Behind the Iron Gate
/6
“Za Żelazną Bramą” portrays everyday life in a communist-era housing estate built between 1965 and 1972 in the center of Warsaw, on the ruins of the so-called Small Ghetto, by a team of architects. The 19 blocks, each of them 16 stories high, are based on modern rational principles. They were occupied by workers, functionaries, academics and the Warsaw intelligentsia. In the 1970s, this housing estate was considered a symbol of Polish socialist prosperity and technological progress. Today, its small apartments are regarded by many as being both substandard and an unpleasant reminder of the communist era.
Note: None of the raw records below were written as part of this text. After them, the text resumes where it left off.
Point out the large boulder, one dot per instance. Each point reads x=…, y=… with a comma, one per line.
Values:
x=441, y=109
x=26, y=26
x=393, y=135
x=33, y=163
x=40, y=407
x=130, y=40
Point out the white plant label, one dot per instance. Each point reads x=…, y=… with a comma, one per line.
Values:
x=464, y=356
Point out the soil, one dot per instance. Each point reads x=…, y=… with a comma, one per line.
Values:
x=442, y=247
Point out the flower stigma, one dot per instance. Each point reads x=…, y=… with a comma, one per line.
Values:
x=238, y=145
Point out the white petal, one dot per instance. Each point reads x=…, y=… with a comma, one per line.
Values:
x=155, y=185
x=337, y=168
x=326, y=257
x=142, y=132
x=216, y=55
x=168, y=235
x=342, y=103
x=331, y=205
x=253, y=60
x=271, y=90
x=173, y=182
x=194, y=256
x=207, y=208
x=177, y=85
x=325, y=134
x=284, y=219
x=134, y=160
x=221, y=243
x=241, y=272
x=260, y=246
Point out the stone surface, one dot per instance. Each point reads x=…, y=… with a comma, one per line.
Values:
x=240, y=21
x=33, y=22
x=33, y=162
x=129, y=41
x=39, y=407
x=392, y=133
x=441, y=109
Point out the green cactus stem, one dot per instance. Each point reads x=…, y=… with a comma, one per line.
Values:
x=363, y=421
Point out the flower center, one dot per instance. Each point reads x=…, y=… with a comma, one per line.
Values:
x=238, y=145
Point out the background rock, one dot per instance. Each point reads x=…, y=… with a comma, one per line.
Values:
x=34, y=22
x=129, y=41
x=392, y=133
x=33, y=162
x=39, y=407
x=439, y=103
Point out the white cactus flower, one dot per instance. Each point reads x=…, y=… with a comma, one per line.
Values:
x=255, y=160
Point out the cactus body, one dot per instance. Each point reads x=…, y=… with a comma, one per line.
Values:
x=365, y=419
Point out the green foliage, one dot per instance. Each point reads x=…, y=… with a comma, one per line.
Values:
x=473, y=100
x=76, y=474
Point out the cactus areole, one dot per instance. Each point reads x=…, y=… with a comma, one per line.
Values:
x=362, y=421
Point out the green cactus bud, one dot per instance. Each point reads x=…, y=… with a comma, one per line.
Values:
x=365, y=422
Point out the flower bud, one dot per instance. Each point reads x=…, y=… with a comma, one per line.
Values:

Of today's 25.000 inhabitants, many are students, pensioners or childless couples; however, growing Vietnamese and Jewish communities have likewise moved in. Since 1989, a number of postmodern apartment buildings, office towers and hotels have been built in between the blocks, destroying green areas and the original layout of the housing estate. While one of the architects discusses the influence of communist bureaucracy and housing norms (which, for example, restricted the size of living spaces to 11 square meters per person), tenants and shopkeepers talk about the functionality of the block architecture and its common spaces in their daily lives, preconceptions about run-down facilities and inadequate apartment design, noise pollution from neighbors and construction sites, social relations in the blocks (in particular prejudices against and/or integration of the Vietnamese and Jewish communities), and how life and business have changed during the past few decades—running from communist rule to the arrival of capitalism. Conversations with the inhabitants are juxtaposed with footage of daily life in and around the blocks—in the apartments, the hallways, the lobbies, the parking lots, the playgrounds and the schools.” H.H.